This is when you eventually come back and do some bigger refactoring and
cleanup to drop back down before you hit your ceiling. But you have to decide
if you want to stop all other development while you do this, or if you can be
smart and pull off tricks to coordinate doing the work while stuff still
happens and/or parallelize it without having too much overhead. All without
really knowing for sure where the ceiling is because other stuff is going on
outside of your JVM.

If your major GCs can't successfully clean up your survivor space then you end
up caught in a loop of endless GC attempts without making progress, looking
for anything you can clean up or refactor to reduce TDD, with very little
success. You start wondering if it is even possible or if you should just
SIGKILL it all and start over.

Sadly, the TDD side of it doesn't fit into this analogy ... at least not yet.
You could definitely work the dark side of TDD into this though... brittle,
inflexible poorly factored tests that are in and of themselves technical debt
and take up valuable memory you could be using to scrape by.

------
davidgerard
Yep.
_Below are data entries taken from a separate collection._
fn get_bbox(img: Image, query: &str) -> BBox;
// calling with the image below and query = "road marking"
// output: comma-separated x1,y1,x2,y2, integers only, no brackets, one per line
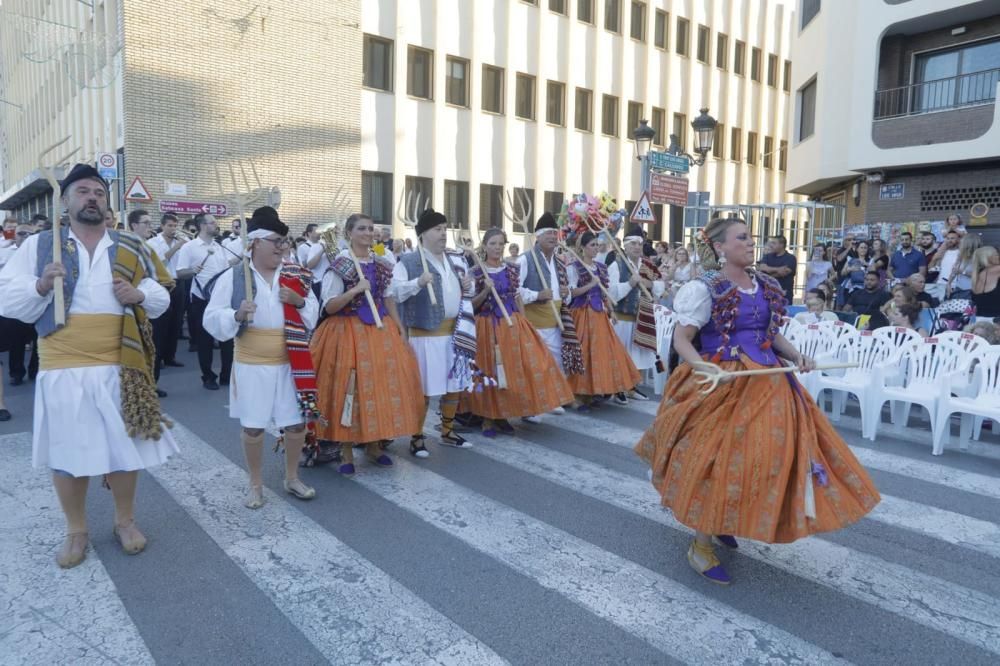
354,454,844,665
154,422,507,666
463,430,1000,656
0,432,155,665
Technical debt analogises to financial debt quite well. It's not as
fungible, but similarly you can fall into debt, take on debt in a planned way,
discover you're not as clever at managing it as you thought you were, etc.
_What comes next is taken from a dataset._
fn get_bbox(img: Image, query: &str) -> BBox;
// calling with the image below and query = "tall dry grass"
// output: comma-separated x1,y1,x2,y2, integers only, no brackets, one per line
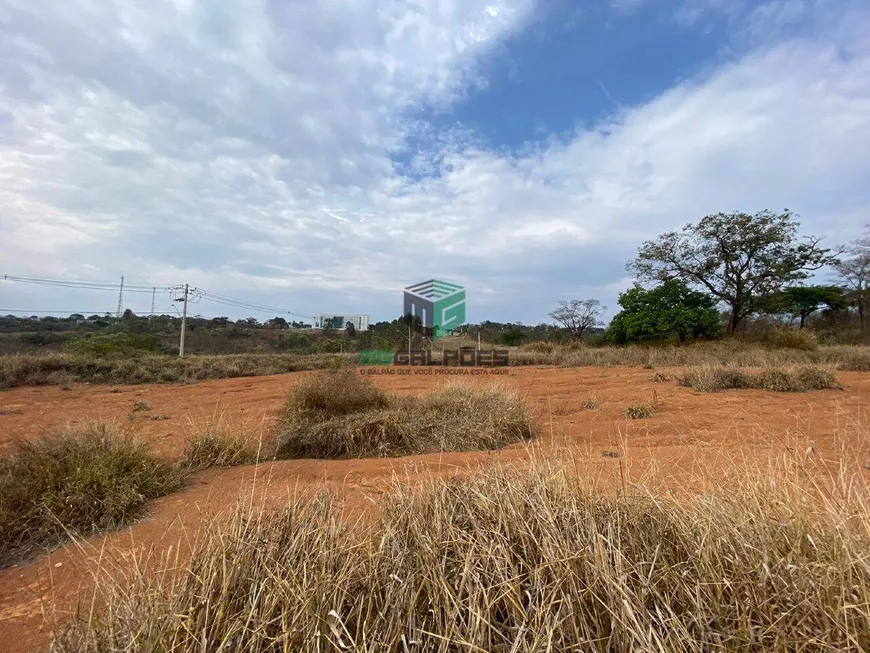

I also highly recommend Denise from Dreamwidth's famous post on the subject,
which is a great intro to the concept for not-so-technical people as well (it
was written to explain to the user base what they'd been doing):
[http://denise.dreamwidth.org/57248.html](http://denise.dreamwidth.org/57248.html)

------
wtbob
> All this begs the questions “yes, but How?”.

No, it _raises_ the question.

Otherwise, a great article.